Automated Installation (Recommended)

The easiest way to install Statement Organizer is using the automated installer:

  1. Download the project:

    git clone <repository-url>
    cd statement_organizer
  2. Run the installer:

    python3 install.py

The installer will:

  • ✅ Detect your operating system (Windows, macOS, Linux, BSD)
  • ✅ Check for Python 3.12+ (download if needed)
  • ✅ Install all required dependencies automatically
  • ✅ Create executable scripts for easy application launching
  • ✅ Set up the config directory structure

Manual Installation

If you prefer manual installation:

  1. Prerequisites:

    • Python 3.12+
    • Virtual environment (recommended)
  2. Setup:

    git clone <repository-url>
    cd statement_organizer
    python3 -m venv venv
    source venv/bin/activate  # On Windows: venv\Scripts\activate
    pip install -r requirements.txt

Running Applications

After installation, use the generated scripts:

Windows:

bank_statement_gui.bat          # Main GUI application
pdf_field_mapper.bat            # PDF field mapping tool
final_schedule_c_filler.bat     # Schedule C PDF processor

Unix (Linux/macOS/BSD):

./bank_statement_gui.sh         # Main GUI application
./pdf_field_mapper.sh           # PDF field mapping tool
./final_schedule_c_filler.sh    # Schedule C PDF processor

🚀 Quick Start

Method 1: GUI Interface (Recommended)

Windows:

bank_statement_gui.bat

Unix (Linux/macOS/BSD):

./bank_statement_gui.sh
  1. Load Bank Statements: Click "Add PDFs" to select your bank statement files

    • Supports: Navy Federal, Capital One, Citibank, Chase, Bank of America
    • Automatically detects bank format from PDF content
    • Can process multiple banks simultaneously
  2. Configure Categories: Choose your business categories file (or use default)
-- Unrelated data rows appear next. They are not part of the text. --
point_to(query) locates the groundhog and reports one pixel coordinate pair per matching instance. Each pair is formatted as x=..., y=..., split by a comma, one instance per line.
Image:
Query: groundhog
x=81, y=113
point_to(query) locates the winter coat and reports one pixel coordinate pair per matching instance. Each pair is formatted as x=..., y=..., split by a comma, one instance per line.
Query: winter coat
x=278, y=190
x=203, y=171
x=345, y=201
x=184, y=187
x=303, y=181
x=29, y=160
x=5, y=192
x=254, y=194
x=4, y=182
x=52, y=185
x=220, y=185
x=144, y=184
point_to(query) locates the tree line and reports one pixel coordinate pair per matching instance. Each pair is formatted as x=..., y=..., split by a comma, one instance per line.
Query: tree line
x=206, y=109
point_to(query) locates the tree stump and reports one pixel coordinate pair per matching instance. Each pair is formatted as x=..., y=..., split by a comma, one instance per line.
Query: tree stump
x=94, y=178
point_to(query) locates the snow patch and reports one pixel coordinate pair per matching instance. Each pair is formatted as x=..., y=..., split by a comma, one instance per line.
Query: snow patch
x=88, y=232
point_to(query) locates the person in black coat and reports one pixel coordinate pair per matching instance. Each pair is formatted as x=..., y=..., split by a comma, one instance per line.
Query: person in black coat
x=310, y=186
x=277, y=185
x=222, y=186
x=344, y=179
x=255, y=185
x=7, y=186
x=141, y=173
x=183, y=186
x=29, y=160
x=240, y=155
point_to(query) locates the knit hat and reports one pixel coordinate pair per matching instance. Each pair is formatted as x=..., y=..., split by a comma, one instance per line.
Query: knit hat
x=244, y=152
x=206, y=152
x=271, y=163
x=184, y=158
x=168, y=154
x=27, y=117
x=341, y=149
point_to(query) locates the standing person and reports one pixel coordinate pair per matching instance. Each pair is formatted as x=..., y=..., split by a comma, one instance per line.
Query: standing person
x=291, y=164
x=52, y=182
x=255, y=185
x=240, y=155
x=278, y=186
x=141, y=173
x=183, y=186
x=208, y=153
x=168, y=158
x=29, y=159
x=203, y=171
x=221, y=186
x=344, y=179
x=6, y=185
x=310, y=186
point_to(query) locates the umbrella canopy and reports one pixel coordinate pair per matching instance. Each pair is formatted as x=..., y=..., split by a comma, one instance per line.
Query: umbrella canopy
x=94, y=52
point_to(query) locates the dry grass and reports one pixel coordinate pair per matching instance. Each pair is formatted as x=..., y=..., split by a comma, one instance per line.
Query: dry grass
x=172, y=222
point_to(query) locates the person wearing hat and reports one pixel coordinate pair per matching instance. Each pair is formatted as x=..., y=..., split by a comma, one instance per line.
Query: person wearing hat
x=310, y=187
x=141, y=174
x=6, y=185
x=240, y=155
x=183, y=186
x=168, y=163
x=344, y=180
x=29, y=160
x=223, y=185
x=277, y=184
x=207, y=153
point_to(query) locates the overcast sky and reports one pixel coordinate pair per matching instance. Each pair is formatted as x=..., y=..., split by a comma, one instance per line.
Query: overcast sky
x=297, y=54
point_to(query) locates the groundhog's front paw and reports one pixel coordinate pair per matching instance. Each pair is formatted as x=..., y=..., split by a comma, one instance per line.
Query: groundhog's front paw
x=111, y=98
    • Optional: Enable AI categorization for intelligent expense classification
  3. Process Transactions: Click "Process PDFs" to analyze transactions

    • Real-time status updates show bank detection and extraction progress
    • Multiprocessing for faster analysis of multiple files
  4. Manage Transactions: Review and manage extracted transactions

    • Edit categories with dropdown menus
    • Delete unwanted transactions with right-click or delete button
    • Search and filter transactions by description
  5. Export Results: Generate reports and tax forms

    • Export to Excel with category summaries
    • Generate filled Schedule C PDF forms

Method 2: Command Line

source venv/bin/activate
python final_schedule_c_filler.py

This will:

  • Process all PDFs in the Statements/ folder
  • Categorize transactions automatically
  • Generate schedule_c_final_filled.pdf

📁 Project Structure

statement_organizer/
├── bank_parsers/           # Core parser implementations
│   ├── base_parser.py     # Base parser interface
│   ├── navy_federal.py    # Navy Federal parser
│   ├── capital_one.py     # Capital One parser
│   ├── citibank.py        # Citibank parser
│   ├── chase.py           # Chase parser
│   ├── bank_of_america.py # Bank of America parser
│   ├── generic_parser.py  # AI-powered generic parser
│   └── ml_parser.py       # ML-based parser (99.7% accuracy)
├── ml_models/             # Trained ML models
├── config/                # Configuration files
├── Statements/            # Input PDF statements
├── utils/                 # Development and analysis tools
├── bank_statement_analyzer.py  # Core analyzer engine
├── bank_statement_gui.py       # GUI application
└── requirements.txt       # Dependencies

🧩 Core Components

1. Modular Bank Parser System (bank_parsers/)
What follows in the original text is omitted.